Country music star Sammy Kershaw had an exceptional career ever since his first single, "Cadillac Style." His lone number one hit in the United States and Canada, 1993's "She Don't Know She's Beautiful," fits right in with the catchy yet meaningful hits of the time. Its opening pointed to the future, borrowing from John Mellencamp before current singers ranging from "bro-country" to Americana admitted to keeping Scarecrow in heavy rotation.
The song from writers Bob McDill and Paul Harrison celebrates the inner and outer beauty of the narrator's lover. She don't know what the fuss is all about, "though time and time I've told her so." The lyrics of this song give a quick reminder to guys that women walking down the street never, ever derive this sort of positive feedback when catcallers obnoxiously whistle out from a distance.
The only better musical statement of a man's appreciation for the woman in his life, "National Working Woman's Holiday," came a year later from Kershaw. Pair those songs with "I Buy Her Roses" and the harmless fun of "Queen of My Double Wide Trailer," and you've got one of the best and most varied love song repertoires of the '90s this side of Alan Jackson, Kenny Chesney and George Strait. And don't forget "When You Love Someone" and "Anywhere But Here."

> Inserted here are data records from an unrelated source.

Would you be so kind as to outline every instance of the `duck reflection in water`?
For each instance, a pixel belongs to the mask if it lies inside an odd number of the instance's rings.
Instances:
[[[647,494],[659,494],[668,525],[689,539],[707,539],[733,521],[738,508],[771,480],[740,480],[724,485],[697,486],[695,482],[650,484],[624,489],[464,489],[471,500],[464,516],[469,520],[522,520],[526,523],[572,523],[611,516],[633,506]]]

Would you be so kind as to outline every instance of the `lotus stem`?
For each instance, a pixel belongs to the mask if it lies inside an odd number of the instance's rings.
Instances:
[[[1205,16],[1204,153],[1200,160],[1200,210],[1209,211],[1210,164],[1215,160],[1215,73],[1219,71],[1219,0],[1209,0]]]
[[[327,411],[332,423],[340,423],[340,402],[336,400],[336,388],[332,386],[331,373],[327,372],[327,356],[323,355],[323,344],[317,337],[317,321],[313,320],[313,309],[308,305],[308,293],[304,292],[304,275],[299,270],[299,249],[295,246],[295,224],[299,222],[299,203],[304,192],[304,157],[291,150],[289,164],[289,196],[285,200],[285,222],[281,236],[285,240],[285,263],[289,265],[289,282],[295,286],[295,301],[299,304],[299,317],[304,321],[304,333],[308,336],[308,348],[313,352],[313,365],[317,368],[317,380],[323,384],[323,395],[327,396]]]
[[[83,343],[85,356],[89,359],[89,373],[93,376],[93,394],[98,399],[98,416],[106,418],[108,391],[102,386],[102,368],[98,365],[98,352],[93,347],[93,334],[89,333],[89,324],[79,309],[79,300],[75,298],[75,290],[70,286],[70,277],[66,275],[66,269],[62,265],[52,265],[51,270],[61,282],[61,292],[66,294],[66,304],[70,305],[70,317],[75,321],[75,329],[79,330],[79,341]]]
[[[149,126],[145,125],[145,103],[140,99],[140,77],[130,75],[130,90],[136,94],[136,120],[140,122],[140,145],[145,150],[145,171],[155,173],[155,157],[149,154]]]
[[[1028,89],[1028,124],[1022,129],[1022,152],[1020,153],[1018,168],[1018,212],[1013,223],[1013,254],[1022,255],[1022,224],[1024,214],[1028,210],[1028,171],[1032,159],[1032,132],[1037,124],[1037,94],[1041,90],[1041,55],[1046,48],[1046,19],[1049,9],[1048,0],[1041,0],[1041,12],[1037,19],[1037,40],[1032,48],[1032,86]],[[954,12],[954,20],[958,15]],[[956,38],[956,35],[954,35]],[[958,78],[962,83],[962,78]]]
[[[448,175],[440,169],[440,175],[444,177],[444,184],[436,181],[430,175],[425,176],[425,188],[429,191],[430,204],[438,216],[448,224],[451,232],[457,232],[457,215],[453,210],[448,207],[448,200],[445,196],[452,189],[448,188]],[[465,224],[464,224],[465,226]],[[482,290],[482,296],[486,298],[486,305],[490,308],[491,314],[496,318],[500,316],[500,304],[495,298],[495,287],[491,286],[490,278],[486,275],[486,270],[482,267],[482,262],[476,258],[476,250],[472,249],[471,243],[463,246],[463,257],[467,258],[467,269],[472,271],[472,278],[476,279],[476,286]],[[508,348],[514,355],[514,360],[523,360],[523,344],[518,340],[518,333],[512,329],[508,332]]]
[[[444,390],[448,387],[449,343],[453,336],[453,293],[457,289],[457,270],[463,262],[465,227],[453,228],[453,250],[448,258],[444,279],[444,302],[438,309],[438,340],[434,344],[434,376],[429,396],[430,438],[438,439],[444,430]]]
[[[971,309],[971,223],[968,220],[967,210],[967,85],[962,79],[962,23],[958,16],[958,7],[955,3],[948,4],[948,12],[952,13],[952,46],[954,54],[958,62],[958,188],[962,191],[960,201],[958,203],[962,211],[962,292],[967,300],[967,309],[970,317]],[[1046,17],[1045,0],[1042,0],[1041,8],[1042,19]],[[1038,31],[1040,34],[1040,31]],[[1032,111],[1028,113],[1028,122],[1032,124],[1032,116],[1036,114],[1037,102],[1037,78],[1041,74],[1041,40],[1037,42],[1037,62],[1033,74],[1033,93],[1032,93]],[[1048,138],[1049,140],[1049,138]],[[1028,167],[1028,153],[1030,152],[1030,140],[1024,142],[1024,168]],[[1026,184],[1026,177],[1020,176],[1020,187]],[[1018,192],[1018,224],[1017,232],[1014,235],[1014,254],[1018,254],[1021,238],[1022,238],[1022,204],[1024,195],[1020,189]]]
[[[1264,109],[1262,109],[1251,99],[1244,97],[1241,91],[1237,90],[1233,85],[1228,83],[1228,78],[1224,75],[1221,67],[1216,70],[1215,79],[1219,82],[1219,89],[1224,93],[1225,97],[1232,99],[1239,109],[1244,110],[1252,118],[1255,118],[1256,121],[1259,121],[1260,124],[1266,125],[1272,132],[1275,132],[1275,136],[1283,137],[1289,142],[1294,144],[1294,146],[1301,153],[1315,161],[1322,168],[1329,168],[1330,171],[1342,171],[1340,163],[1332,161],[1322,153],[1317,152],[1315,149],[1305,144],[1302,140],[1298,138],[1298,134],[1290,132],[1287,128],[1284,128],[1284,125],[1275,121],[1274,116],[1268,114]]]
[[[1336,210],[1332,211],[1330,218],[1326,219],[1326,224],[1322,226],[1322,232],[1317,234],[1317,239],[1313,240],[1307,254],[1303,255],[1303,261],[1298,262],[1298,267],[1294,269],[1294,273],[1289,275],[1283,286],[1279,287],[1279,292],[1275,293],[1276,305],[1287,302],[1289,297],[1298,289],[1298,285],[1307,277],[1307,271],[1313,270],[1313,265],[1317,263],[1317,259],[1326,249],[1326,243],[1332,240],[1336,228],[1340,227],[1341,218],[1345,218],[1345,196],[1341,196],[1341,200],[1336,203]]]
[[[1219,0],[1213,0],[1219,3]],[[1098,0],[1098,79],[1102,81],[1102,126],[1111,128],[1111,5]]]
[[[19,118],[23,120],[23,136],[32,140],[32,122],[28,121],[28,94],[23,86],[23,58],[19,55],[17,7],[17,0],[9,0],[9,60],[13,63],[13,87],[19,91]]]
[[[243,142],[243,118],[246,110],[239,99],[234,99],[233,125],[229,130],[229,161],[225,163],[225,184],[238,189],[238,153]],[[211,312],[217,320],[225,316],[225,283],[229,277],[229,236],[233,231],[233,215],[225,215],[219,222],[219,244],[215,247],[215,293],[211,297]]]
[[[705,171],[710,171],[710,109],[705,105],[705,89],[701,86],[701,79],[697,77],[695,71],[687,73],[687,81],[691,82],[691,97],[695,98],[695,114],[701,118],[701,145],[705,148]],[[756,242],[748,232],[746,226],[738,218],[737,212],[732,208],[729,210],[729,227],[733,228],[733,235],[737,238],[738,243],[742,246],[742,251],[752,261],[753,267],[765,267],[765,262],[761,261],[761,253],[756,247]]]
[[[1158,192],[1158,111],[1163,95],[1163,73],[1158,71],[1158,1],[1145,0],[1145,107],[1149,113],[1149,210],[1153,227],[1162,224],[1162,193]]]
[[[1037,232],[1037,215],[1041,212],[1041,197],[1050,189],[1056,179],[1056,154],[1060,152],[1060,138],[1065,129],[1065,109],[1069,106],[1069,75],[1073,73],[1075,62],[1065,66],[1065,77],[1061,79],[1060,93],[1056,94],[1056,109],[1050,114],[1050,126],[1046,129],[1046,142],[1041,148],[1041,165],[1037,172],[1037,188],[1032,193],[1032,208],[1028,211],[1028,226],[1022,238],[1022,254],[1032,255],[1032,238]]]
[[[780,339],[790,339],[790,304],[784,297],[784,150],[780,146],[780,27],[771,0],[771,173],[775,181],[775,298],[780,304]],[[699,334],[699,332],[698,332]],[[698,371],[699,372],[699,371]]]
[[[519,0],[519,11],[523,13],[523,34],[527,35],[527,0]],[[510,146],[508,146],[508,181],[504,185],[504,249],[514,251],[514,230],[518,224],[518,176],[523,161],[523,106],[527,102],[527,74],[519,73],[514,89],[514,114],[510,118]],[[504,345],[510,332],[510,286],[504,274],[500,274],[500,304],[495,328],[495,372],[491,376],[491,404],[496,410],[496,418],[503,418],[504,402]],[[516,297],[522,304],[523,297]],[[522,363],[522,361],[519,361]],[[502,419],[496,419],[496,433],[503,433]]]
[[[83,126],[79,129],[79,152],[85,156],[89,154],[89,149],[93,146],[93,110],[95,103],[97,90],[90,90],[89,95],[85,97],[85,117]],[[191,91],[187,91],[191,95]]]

Read More: The 10 Best Sammy Kershaw Songs, Ranked
Kershaw's Haunted Heart became the singer's second straight platinum album. Producers Buddy Cannon and Norro Wilson got the most out of the singer's instantly recognizable voice and song interpreter talents on the first of four singles off the album to crack the Billboard Hot Country Songs top 10. The other popular singles were the title track, "Queen of My Double Wide Trailer" and "I Can't Reach Her Anymore." Those singles were among a run of seven straight top 10 hits. He also hit it big with "Love of My Life" and Maybe Not Tonight.
Listening to the song over 25 years later, those opening riffs stick out as much as the sweet lyrics about a tender-hearted lover who "can't take my eyes off" a "girl like her." A minor crossover hit on the Bubbling Under Hot 100 singles chart accidentally predicted a future — and in most cases forgivable — trend in American country and roots music.